This story was originally published by Wired and appears here as part of the Climate Desk collaboration.
“Retreat, hell!” Major General Oliver Prince Smith once said during the Korean War. “We’re not retreating, we’re just advancing in a different direction.”
Retreat is not a concept Americans take lightly, whether in wartime or during CNN’s climate town hall Wednesday night. There the topic was managed retreat or strategic retreat, a deliberate pulling back from coastal areas. It means giving up some buildings and infrastructure to the rising sea while moving others. It’s also a strategy that scientists frequently turn to when debating how waterfront cities and towns will adapt to climate change.
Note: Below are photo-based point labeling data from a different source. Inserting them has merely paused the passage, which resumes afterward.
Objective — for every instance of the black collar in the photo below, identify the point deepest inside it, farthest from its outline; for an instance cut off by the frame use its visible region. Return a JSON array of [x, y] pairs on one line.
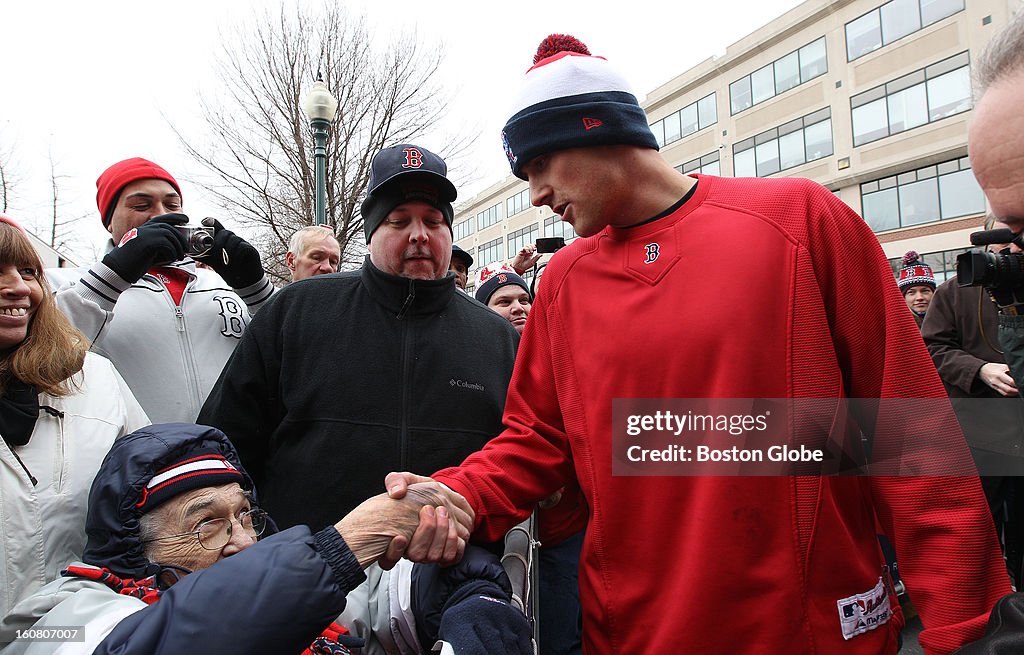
[[404, 297]]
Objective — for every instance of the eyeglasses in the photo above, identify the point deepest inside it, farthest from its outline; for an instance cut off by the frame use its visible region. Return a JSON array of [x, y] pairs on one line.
[[215, 533]]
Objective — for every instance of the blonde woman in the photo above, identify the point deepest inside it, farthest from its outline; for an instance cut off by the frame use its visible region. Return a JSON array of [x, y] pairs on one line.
[[60, 409]]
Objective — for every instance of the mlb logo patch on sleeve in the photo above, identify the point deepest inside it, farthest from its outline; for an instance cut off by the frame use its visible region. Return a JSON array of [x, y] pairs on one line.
[[863, 612]]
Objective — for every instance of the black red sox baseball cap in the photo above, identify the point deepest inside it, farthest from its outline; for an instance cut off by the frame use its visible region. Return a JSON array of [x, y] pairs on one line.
[[408, 160]]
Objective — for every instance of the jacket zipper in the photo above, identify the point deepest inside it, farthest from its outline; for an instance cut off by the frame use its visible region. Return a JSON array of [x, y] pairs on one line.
[[406, 341], [32, 478], [189, 361]]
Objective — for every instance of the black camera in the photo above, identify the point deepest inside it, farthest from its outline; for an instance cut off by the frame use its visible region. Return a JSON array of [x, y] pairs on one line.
[[550, 244], [1000, 273], [199, 241]]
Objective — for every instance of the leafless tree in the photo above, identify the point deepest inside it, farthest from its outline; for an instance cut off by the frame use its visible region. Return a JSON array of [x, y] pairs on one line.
[[61, 235], [260, 143], [9, 177]]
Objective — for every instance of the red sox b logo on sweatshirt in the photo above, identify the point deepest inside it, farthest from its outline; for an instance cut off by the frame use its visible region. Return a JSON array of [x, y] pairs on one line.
[[414, 159], [130, 234], [653, 250]]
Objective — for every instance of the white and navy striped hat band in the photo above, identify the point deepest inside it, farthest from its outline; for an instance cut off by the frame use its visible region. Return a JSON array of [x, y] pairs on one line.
[[571, 99], [206, 470]]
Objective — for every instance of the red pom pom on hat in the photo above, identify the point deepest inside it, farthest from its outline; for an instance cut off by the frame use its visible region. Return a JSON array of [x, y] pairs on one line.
[[556, 43]]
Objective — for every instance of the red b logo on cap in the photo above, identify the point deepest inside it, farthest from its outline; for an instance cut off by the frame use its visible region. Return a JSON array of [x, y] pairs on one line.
[[413, 158]]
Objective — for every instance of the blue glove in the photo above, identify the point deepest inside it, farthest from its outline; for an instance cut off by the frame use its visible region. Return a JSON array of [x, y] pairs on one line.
[[232, 257], [156, 242], [468, 605]]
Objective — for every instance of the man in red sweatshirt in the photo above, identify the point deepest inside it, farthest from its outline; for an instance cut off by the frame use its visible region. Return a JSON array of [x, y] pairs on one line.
[[681, 563]]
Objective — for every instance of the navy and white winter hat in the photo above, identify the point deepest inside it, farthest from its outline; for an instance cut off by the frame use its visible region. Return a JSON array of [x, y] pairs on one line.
[[200, 469], [570, 98], [914, 272]]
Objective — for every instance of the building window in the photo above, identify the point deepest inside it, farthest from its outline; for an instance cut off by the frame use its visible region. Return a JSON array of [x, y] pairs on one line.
[[708, 165], [520, 237], [555, 226], [517, 203], [791, 144], [943, 264], [488, 216], [489, 253], [922, 195], [462, 230], [892, 22], [690, 119], [779, 76], [918, 98]]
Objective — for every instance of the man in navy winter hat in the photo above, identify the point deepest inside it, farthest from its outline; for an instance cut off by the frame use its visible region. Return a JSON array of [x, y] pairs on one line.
[[180, 557], [818, 317]]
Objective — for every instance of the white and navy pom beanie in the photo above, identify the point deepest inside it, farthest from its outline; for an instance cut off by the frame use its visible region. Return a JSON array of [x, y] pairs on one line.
[[914, 272], [570, 98]]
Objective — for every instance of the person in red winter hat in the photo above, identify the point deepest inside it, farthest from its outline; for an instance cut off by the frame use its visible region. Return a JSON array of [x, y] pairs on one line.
[[916, 282]]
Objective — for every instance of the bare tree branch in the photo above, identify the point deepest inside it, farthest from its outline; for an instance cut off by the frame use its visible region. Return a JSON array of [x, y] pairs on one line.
[[259, 143], [10, 179]]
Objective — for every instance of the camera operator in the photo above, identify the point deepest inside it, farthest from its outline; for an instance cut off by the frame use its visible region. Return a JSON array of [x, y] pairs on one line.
[[961, 332], [168, 326], [995, 142]]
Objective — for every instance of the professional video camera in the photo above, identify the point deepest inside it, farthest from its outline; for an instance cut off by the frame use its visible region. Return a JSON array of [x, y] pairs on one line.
[[1000, 273]]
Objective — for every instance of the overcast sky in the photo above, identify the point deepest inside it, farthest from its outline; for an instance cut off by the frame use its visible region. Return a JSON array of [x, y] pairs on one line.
[[96, 82]]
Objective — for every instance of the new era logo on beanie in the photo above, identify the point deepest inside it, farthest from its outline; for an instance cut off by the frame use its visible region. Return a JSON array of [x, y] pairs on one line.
[[570, 98], [914, 272], [403, 173], [115, 178]]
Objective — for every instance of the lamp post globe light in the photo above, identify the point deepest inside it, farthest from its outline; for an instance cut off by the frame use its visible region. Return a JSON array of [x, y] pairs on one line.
[[321, 107]]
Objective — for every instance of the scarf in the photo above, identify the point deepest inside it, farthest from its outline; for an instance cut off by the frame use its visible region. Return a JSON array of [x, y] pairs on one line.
[[18, 410], [333, 641]]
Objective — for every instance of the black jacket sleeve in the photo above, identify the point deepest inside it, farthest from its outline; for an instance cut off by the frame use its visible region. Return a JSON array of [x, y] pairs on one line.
[[245, 403], [273, 598], [943, 336]]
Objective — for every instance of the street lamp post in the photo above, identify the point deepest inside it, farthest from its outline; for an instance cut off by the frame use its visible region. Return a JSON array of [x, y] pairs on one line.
[[321, 107]]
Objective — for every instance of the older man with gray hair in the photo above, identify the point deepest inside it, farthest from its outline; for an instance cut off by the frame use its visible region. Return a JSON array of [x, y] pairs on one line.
[[312, 251]]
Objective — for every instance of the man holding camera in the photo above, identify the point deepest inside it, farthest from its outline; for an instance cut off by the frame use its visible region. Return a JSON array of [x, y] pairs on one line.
[[690, 563], [167, 325], [961, 331], [995, 142]]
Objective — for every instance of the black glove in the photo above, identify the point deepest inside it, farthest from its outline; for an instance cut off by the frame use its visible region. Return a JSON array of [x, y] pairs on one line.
[[156, 242], [232, 257], [436, 590]]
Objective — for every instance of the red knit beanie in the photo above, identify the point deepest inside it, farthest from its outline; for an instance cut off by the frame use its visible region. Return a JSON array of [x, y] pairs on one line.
[[114, 179]]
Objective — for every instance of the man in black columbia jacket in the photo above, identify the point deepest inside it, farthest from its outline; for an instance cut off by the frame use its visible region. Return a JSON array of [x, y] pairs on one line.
[[344, 378]]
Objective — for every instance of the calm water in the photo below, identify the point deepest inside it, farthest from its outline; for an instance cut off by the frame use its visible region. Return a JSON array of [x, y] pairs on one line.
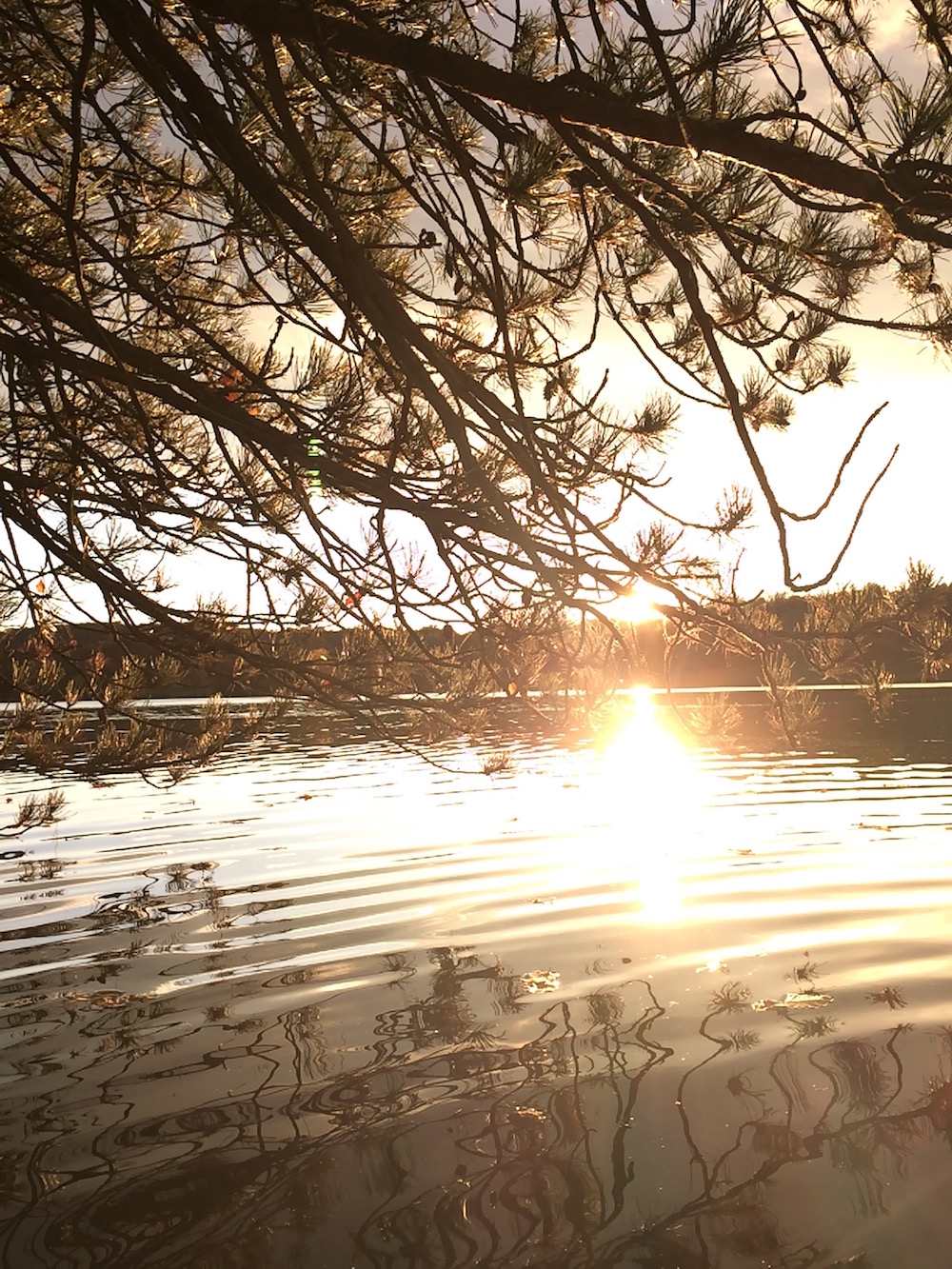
[[630, 1002]]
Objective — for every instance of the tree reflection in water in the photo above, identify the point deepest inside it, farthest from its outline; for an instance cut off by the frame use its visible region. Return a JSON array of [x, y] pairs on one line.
[[479, 1124]]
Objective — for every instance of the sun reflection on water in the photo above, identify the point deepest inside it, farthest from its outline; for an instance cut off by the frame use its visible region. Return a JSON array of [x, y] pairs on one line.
[[654, 803]]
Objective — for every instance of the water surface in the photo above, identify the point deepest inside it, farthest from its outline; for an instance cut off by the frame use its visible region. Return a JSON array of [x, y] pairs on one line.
[[631, 1001]]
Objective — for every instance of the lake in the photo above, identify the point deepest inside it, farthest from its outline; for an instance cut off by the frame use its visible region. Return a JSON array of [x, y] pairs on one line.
[[630, 1001]]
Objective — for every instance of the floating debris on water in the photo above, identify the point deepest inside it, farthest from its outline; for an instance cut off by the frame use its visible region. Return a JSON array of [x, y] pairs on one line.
[[795, 1001]]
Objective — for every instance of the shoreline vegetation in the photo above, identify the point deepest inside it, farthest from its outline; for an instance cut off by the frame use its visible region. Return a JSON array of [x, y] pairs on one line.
[[867, 636]]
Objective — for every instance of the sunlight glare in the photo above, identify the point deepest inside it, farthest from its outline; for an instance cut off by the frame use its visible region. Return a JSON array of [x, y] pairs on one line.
[[639, 605], [653, 795]]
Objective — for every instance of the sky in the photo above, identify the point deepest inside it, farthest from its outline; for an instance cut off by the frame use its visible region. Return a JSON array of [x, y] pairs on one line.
[[908, 515]]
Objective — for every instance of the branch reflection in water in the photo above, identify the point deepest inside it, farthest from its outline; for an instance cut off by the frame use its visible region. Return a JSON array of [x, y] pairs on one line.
[[171, 1097], [601, 1132]]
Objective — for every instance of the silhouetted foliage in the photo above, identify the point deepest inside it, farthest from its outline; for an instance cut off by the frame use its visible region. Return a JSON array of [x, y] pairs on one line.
[[323, 289]]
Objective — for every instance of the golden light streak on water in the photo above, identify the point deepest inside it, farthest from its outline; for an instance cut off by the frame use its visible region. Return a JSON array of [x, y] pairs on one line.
[[655, 800]]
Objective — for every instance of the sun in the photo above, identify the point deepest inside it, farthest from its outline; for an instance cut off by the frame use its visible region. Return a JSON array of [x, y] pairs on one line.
[[639, 605]]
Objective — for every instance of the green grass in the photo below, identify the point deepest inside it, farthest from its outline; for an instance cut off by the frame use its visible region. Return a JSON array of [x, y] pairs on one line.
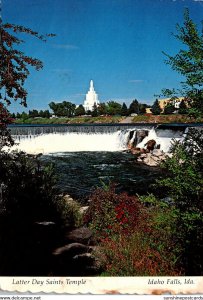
[[77, 120]]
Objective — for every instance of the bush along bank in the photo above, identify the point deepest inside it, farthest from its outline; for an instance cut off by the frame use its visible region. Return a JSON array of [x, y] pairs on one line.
[[155, 234], [41, 232]]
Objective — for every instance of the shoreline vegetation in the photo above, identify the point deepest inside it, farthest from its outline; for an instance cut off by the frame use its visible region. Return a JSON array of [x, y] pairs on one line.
[[45, 233], [165, 119]]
But when moderators and audience members asked the Democratic hopefuls whether they’d relocate people away from coastal areas prone to flooding, the candidates called it virtually everything other than retreat. To wit (emphasis added by me):
Andrew Yang: “We would 100 percent make funds available to communities around the country for adaptation and resilience.”
Amy Klobuchar: “I’ve been through this mitigation issue for flooding in my own state … sometimes we find a way to move their homes, to move them off flooding areas that keep consistently flooding, because otherwise they’re paying too much money.”
Joe Biden: “We have to be in a position where we build back, we don’t build back to normal, we build back to what is necessary. So there’s a whole range of things going on now, in terms of—anyway I’m taking too long, sorry.” (Perhaps he was close to uttering “retreat”? Weird way to trail off in a town hall, regardless.)
Bernie Sanders: “I don’t think it makes a lot of sense to rebuild that house so it is knocked down again in the next storm.”
Beto O’Rourke: “Let’s as Americans invest in the people of Houston and the southeast of America and every community that’s on the front lines of climate change to rebuild where we can and to move where we must.”
Retreat? No thank you. This is America—we’ll rebuild in coastal areas that keep flooding rather than use a word that signals weakness. Even as sea levels creep higher, and as climate change supercharges hurricanes, we rebuild. (Following Harvey’s ravaging of Houston, some homeowners have opted to raise their domiciles, the average cost being between $100,000 and $300,000.) Even as we stand to lose 300,000 homes worth $120 billion by 2045, we rebuild. We’re not even advancing in a different direction, as the major general once put it. Hell, even Californians, who’ve been carrying the nation’s environmental flag for decades, refuse to give up coastal land. Retreat is not an option, especially not if you’re a politician.
The semantics are quite different in Canada, which is also facing a growing threat from intense floods. But the government and insurance companies are calling the solution what it is. “The actual term is strategic retreat,” says Blair Feltmate, head of the Intact Centre on Climate Adaptation at the University of Waterloo in Canada. “I get it, that the various Democratic candidates are trying to avoid usage of these terms. People see it as capitulation: In other words, you’re kind of just giving in to climate change.”
Which, of course, it’s not. If a volcano opened up in your backyard, would you keep rebuilding after each lava flow? The same thing goes with climate change: Seas will continue to rise, and homes too close to the shore will continue to flood. The government has to step in to support those who are displaced, just as the Canadian government is beginning to pay people to abandon their homes and retreat.
To the Democrats’ credit, they’re talking about the right issue. But there’s danger in relying only on euphemisms, because “retreat” and “retreat” alone conveys the urgency of the threat. You wouldn’t order troops to merely “move where we must” while a massive, unstoppable army barrels down upon them. But while politicians work up the courage to utter that dreaded seven-letter word, they can take a page from Major General Smith and urge oceanfront communities to start advancing in another direction—inland and uphill.